9 April 2007 Countries should seize the unique “window of opportunity” offered by current changes in world population structure, the top United Nations official in charge of economic and social issues said today at the opening of the annual UN Population Commission meeting in New York.
José Antonio Ocampo, the Under-Secretary-General for Economic and Social Affairs, said many countries are at the stage when fertility falls from high to low levels and the number of people in the prime working-age category increases compared with that of children and older persons. During this “window of opportunity,” the number of potential workers rises in relation to dependants, with possible beneficial effects on the economy.
But such benefits are not automatic, Mr. Ocampo said. “The right policies are necessary to improve human and physical capital, increase employment and promote savings,” as well as “to increase the educational attainment of children and young people” so as to provide enough trained workers to the workforce.
In addition, “to ensure that the window of opportunity gives rise to economic growth that may persist even after the window closes, it is essential to increase not only production but also savings and the accumulation of assets,” Mr. Ocampo said, adding governments should foster institutions that promote savings for retirement and the accumulation of other assets. Lengthening people’s productive lives and increasing retirement age was another option, he said.

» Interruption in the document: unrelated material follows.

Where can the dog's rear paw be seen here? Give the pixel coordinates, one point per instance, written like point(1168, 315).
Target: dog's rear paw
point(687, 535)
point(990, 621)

“The current bulge in the youth population presents an unprecedented opportunity for growth and transformation depending on the choices that governments make,” said UN Population Fund Executive Director Thoraya Obaid. “Investing in young people’s education, health including their sexual and reproductive health, and employment” would yield large returns.
Governments should make greater investment in young people “and especially adolescent girls, so that they can pass safely to adulthood,” she said.
According to a UN report, the region with the longest “window of opportunity” and the highest ratio of potential workers to dependants is Africa, where older persons represent just 5 per cent of the population and children comprise 41 per cent. Asia and Latin America and the Caribbean have a couple of decades to benefit from the optimal worker to dependant ratio, while Europe and North America are no longer likely to benefit as they are well advanced in the population ageing process.
The annual session of the UN Commission on Population and Development, which focuses on “the changing age structure of populations and their implications for development,” concludes on Friday.